---
title: GDPR & Compliance Module
type: concept
tags: [gdpr, compliance, coppa, privacy, data-protection, legal]
sources:
  - (D) Sig Dug instruction 2026-04-18
  - (E) Code audit 2026-04-18
authority: Single source of truth for all GDPR/compliance behavior. All services must reference this page. No scattered GDPR logic is authoritative.
---

# GDPR & Compliance Module

> **⚠️ Non-Negotiable (Sig, 2026-04-18):** GDPR must be enforced by the system, not described in text.
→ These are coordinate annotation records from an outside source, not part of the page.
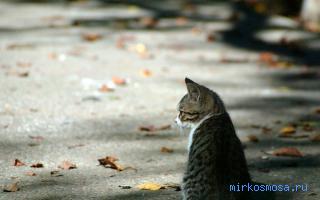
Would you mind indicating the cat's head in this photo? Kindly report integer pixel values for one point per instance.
(198, 103)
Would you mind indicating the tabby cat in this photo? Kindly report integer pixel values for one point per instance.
(216, 158)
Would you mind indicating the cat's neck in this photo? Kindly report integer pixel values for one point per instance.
(194, 127)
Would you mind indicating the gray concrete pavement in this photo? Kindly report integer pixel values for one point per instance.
(50, 79)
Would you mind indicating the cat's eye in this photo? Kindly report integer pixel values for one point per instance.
(189, 113)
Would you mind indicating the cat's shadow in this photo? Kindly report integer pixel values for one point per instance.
(269, 195)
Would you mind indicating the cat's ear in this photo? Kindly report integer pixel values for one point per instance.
(193, 90)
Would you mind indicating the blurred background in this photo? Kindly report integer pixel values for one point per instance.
(85, 79)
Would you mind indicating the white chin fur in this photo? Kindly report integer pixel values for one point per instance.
(184, 124)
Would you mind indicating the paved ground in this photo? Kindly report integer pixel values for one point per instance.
(50, 78)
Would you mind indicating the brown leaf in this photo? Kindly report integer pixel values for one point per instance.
(211, 37)
(265, 130)
(148, 22)
(37, 165)
(24, 64)
(11, 187)
(146, 73)
(316, 138)
(67, 165)
(164, 127)
(175, 186)
(110, 162)
(118, 81)
(181, 21)
(23, 74)
(105, 88)
(55, 173)
(267, 57)
(166, 150)
(31, 173)
(18, 163)
(38, 138)
(152, 128)
(91, 37)
(287, 151)
(76, 145)
(253, 138)
(307, 127)
(149, 186)
(287, 131)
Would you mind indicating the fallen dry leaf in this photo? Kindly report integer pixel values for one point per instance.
(267, 57)
(265, 130)
(37, 165)
(175, 186)
(166, 150)
(211, 37)
(55, 173)
(110, 162)
(24, 64)
(118, 81)
(316, 138)
(11, 187)
(149, 22)
(18, 163)
(287, 151)
(181, 21)
(105, 88)
(76, 145)
(149, 186)
(307, 127)
(287, 131)
(253, 138)
(91, 37)
(39, 138)
(20, 46)
(30, 173)
(23, 74)
(124, 186)
(67, 165)
(152, 128)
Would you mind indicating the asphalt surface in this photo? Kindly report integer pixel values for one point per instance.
(57, 63)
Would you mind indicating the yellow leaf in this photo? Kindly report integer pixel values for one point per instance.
(149, 186)
(287, 131)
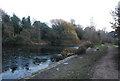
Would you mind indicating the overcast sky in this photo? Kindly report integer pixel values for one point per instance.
(79, 10)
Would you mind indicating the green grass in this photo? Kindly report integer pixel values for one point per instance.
(82, 68)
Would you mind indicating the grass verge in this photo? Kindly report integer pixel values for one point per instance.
(80, 68)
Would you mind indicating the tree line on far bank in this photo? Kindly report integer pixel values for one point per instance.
(21, 32)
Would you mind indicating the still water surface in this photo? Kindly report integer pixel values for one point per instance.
(19, 61)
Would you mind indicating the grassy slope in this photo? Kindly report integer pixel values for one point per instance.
(80, 68)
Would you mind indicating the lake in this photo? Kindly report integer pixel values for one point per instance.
(18, 61)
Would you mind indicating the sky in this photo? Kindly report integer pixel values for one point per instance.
(82, 11)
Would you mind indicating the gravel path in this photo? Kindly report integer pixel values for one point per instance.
(107, 68)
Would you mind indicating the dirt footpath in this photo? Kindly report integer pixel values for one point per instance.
(107, 67)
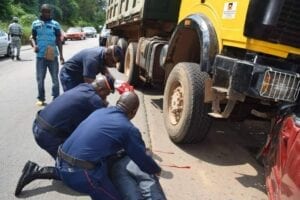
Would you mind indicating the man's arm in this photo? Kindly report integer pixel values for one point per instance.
(33, 41)
(59, 45)
(135, 148)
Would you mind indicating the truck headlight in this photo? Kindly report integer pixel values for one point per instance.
(280, 86)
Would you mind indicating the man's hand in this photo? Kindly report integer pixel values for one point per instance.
(62, 60)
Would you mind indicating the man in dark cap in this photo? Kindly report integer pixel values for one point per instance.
(86, 64)
(54, 124)
(83, 159)
(46, 34)
(15, 33)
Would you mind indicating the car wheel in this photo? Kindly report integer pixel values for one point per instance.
(184, 109)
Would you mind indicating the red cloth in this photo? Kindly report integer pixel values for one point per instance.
(124, 87)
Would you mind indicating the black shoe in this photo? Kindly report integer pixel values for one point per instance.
(26, 177)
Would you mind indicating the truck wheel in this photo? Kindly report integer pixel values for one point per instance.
(184, 110)
(123, 44)
(8, 51)
(130, 68)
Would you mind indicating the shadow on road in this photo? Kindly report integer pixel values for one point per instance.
(56, 186)
(228, 144)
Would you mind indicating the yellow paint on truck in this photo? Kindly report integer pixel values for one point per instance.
(228, 19)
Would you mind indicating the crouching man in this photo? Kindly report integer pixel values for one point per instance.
(55, 123)
(83, 159)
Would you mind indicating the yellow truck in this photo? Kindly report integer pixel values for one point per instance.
(215, 58)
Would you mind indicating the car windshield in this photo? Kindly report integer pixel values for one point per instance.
(74, 30)
(89, 29)
(105, 31)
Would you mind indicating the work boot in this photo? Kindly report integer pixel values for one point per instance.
(26, 177)
(32, 172)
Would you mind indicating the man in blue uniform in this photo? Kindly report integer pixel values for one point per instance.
(83, 159)
(54, 124)
(83, 66)
(45, 40)
(15, 33)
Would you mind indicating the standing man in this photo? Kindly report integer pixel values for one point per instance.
(15, 33)
(85, 65)
(55, 123)
(83, 159)
(45, 37)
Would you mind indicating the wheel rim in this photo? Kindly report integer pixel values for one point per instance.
(127, 63)
(176, 104)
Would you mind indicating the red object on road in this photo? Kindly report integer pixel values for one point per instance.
(122, 87)
(176, 166)
(283, 161)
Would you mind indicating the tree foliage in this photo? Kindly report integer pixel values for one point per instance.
(67, 12)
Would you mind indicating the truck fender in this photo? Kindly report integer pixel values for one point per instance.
(193, 40)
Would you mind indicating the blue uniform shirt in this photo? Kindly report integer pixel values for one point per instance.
(105, 132)
(45, 33)
(87, 63)
(72, 107)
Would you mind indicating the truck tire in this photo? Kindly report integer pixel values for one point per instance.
(123, 44)
(130, 68)
(184, 110)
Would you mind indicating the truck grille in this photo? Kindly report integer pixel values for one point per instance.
(287, 30)
(280, 86)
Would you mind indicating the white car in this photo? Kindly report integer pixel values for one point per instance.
(104, 34)
(4, 44)
(90, 31)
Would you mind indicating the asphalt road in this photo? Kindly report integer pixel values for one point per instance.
(220, 168)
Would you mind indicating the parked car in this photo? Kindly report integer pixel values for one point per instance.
(75, 33)
(90, 31)
(104, 34)
(5, 48)
(282, 158)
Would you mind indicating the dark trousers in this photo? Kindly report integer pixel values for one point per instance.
(47, 141)
(41, 70)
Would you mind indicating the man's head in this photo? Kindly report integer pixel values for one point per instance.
(113, 54)
(129, 102)
(46, 11)
(15, 19)
(103, 86)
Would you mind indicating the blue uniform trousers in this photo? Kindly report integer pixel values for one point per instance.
(133, 183)
(95, 183)
(68, 81)
(47, 141)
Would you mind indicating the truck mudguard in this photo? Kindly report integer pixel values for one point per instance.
(193, 40)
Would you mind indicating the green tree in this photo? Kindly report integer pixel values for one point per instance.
(5, 10)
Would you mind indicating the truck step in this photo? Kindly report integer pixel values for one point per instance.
(220, 89)
(216, 115)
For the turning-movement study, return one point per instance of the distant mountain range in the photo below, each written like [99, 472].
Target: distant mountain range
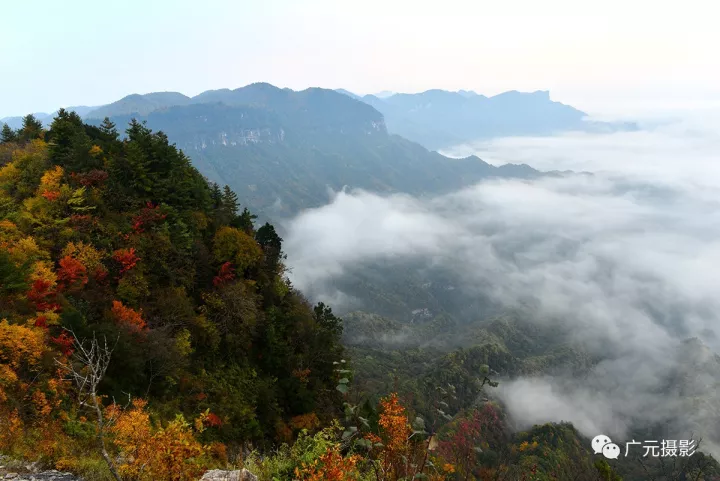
[281, 150]
[440, 119]
[436, 119]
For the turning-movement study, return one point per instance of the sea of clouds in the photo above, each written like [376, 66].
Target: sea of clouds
[624, 253]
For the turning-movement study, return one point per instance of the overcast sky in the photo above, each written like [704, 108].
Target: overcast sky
[604, 57]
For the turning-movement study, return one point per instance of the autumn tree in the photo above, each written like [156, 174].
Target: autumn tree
[87, 369]
[31, 129]
[7, 135]
[235, 246]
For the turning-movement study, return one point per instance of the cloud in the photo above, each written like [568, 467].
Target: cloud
[624, 258]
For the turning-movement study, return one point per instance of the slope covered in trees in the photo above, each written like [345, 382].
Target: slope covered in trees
[126, 241]
[440, 119]
[281, 150]
[148, 332]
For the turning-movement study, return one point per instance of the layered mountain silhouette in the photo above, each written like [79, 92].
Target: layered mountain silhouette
[283, 150]
[439, 119]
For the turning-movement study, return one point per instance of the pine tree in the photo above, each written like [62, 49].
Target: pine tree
[216, 195]
[31, 129]
[7, 134]
[108, 128]
[230, 202]
[245, 221]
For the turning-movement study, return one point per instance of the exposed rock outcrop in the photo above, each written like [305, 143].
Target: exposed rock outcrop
[237, 475]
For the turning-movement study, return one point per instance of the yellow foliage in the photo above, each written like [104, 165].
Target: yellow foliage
[9, 175]
[21, 345]
[170, 453]
[6, 226]
[95, 151]
[308, 421]
[43, 271]
[233, 245]
[331, 466]
[51, 179]
[26, 249]
[90, 257]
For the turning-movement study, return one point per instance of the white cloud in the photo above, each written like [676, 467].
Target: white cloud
[625, 258]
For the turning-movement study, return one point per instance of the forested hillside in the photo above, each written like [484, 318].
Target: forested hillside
[281, 150]
[148, 332]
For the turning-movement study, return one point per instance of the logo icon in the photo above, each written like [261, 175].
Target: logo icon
[611, 451]
[599, 442]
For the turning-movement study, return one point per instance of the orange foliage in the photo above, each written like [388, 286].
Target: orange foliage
[51, 195]
[86, 254]
[71, 274]
[126, 258]
[395, 427]
[26, 381]
[331, 466]
[128, 316]
[64, 343]
[225, 275]
[308, 421]
[50, 184]
[43, 295]
[170, 453]
[302, 375]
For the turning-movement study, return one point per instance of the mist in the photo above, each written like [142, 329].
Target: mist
[624, 256]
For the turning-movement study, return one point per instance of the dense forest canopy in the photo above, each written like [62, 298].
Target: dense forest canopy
[148, 331]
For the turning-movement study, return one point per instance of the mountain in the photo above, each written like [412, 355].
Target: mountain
[16, 122]
[384, 94]
[348, 93]
[281, 150]
[439, 119]
[138, 104]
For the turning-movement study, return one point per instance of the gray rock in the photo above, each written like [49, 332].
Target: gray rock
[237, 475]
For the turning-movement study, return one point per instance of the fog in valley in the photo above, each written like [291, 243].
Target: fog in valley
[622, 252]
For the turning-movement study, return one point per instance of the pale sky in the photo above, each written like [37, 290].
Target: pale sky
[608, 57]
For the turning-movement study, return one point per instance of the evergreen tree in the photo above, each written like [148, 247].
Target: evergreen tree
[215, 195]
[69, 144]
[245, 221]
[108, 128]
[230, 202]
[31, 129]
[7, 134]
Every rule here must map to a concrete API endpoint, DB write, scheduled job, or audit log entry. If it cannot be enforced, it is not in scope.

---

## 1. Data Ownership Model

### Controller vs Processor

| Role | Party | Scope |
|---|---|---|
| **Data Controller** | School (or parent for B2C — out of scope v1) | Determines purpose and means of processing children's data |
| **Data Processor** | Pickatale | Processes data on behalf of the controller, per DPA |
| **Sub-processor** | OpenAI (GPT-4o), Azure TTS, Replicate | Pickatale must ensure sub-processor DPAs are in place |

**What this means in practice:**
- Pickatale **cannot** use a child's reading data for any purpose outside the school's instruction
- Pickatale **cannot** train models on personal child data without explicit controller consent
- Schools are responsible for obtaining parental consent through their own processes (letters home, school policy) — Pickatale does not gate student activation on parental consent in v1
- Pickatale is responsible for enforcing retention, deletion, and access rights once data is in the system

### How This Changes Per Tenant

| Tenant Type | Controller | DPA Required |
|---|---|---|
| UK/EU school | School (head teacher or DPO) | Yes — captured in Teacher Portal setup wizard |
| Government contract | Education authority | Yes — ingested via `external_entitlements` API with DPA reference |
| Individual teacher (free tier) | Teacher personally | Simplified consent notice at signup |

**DPA storage:** `school_dpa_agreements` table — `school_id`, `accepted_by` (user_id), `accepted_at`, `dpa_version`, `ip_address`. Written at setup wizard completion.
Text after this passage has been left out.